S’il faut ce volet politique, c’est bien évidemment que de telles décisions à seule merci du gouvernement allemand n’ont aucune chance d’être adoptées et qu’il faudrait parvenir à embarquer Berlin dans la charge d’éponger les dépenses passées des "cigales" en les encourageant de plus ainsi, comme dirait la Chancelière, à recommencer dans l’avenir.
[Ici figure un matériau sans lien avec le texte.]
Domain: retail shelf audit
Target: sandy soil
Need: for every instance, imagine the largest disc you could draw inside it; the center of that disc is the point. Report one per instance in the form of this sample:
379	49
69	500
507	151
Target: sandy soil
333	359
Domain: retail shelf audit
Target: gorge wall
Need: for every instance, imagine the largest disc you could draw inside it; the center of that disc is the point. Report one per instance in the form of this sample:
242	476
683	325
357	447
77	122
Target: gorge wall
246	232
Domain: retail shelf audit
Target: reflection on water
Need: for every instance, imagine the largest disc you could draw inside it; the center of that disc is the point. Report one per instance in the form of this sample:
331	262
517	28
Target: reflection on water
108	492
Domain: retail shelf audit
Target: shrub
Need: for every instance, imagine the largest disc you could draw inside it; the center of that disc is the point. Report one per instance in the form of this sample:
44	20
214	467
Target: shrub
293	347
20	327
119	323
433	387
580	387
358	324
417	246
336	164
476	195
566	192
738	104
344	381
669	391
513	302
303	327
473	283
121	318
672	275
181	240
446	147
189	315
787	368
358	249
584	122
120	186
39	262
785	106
Il faut d’autant plus comprendre la position réservée de l’Allemagne que ce n’est pas non plus l’intérêt de la France de participer à de telles charges, notamment au bénéfice de pays du Sud qui lui font actuellement, via notamment leur déflation salariale, une concurrence encore plus forte qu’en raison de leurs autres avantages de prix de revient ayant fait de longue date reculer nos débouchés agricoles et industriels traditionnels.
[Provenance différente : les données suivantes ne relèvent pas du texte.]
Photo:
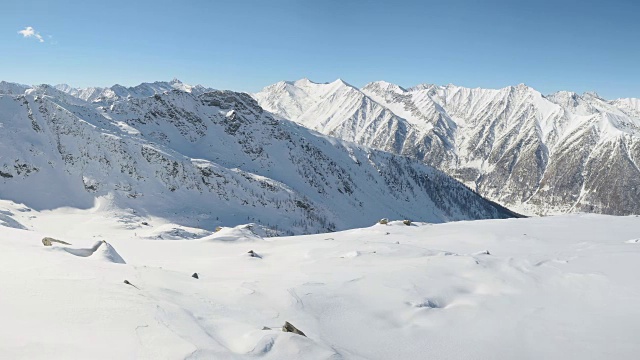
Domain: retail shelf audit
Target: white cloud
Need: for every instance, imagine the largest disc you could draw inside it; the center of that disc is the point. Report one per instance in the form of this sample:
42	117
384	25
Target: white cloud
31	32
Ce volet politique qui est la deuxième proposition du dispositif (1) en est, en fait, l’âme et l’ossature, une chambre parlementaire de la zone euro qui répondrait au moins à trois idées : d’abord celle de lier classiquement parlementarisme et impôt (cette chambre voterait l’impôt unifié sur les sociétés de la zone) tout en démocratisant certains aspects de politique monétaire : le nouveau parlement définirait la part des dettes à mutualiser, mais on ne lui voit pas recevoir le moindre autre pouvoir d’influence sur la BCE qui continue à échapper au pouvoir politique ! Ensuite, cette nouvelle construction serait manifestement la voie par laquelle reconstruire un cheminement fédéral à l’échelon et par le levier de la seule zone euro (bien que les pays constituant cette zone soient tout à fait hétérogènes et ne puissent constituer une "zone économique optimale"). Enfin, l’objectif très clair est, au delà de la co-souveraineté dont nous souffrons déjà tant, d’établir une souveraineté économique déniant définitivement et totalement une quelconque capacité aux Français de faire des choix fiscaux, budgétaires, monétaires qu’une majorité des élus parlementaires des dix huit membres de la zone euro jugeraient "hors des clous".
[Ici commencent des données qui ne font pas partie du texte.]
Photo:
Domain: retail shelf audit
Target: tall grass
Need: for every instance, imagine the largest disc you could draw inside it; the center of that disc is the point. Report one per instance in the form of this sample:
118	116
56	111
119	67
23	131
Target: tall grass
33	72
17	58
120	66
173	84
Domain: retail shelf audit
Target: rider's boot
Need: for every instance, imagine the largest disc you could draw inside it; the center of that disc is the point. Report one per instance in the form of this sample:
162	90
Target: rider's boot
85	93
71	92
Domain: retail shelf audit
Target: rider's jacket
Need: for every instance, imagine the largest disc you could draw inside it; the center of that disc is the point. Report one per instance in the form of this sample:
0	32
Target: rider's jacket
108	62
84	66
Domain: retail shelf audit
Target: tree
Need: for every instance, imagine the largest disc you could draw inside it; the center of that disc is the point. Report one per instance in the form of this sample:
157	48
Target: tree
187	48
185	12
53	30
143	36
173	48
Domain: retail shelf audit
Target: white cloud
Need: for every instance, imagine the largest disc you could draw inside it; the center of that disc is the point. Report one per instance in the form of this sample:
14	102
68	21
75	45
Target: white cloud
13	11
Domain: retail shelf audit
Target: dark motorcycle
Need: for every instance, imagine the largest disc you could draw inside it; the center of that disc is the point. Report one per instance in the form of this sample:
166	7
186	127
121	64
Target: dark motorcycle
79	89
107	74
En fait plus le cercle des participants aux décisions économiques est large, plus la chance de conformisme est forte. C’est le piège de tous ces systèmes dans lesquels aucun progrès ne peut procéder du groupe qui est un amortisseur garanti tandis que dans un cercle plus étroit (national au premier chef) on peut espérer qu’une majorité de progrès arrive au pouvoir (ce qui n’arrivera jamais de manière simultanée dans un ensemble supra national où il y aura toujours, de plus si l’on échappe aux majoritaires, caché dans un coin, un pouvoir de blocage des minoritaires...). Sacrifier la souveraineté fiscale pour contrôler la part de mutualisation (éventuelle) de la dette (sans placer la BCE sous contrôle politique !) et pour unifier l’IS (ce qui aurait certes la vertu de contrer le jeu d’optimisation fiscale des multinationales et les tactiques concurrentielles de moins disant fiscal - mais seulement pour cet impôt ! - et ce qui interdirait de monter, le cas échéant, l’une des bases possibles d’une politique française de l’investissement que l’on évoquera ci dessous) est un inimaginable jeu de dupes, surtout, le moyen pour des majorités européistes d’aujourd’hui de lier les mains de majorités éventuelles de demain, en les empêchant de changer les choses.

Or, on peut concevoir de changer au niveau national, à la satisfaction de beaucoup de citoyens et d’entreprises, des mécanismes importants : par exemple, il faut que nous conservions la maîtrise de l’IS, non pour en fixer des taux séduisants, mais pour conduire une politique de défiscalisation de tout profit réinvesti dans la production sur notre territoire au bénéfice des secteurs à privilégier (ceux portant des "emplois nomades" exposés à la concurrence internationale et ceux porteurs d’emplois d’avenir comme la conversion écologique), selon une liberté de choix que ne doit pas altérer une obligation d’entente avec les autres pays européens qui n’ont pas nécessairement les mêmes intérêts que nous (postuler qu’ils les aient relève de l’angélisme de tout "européiste").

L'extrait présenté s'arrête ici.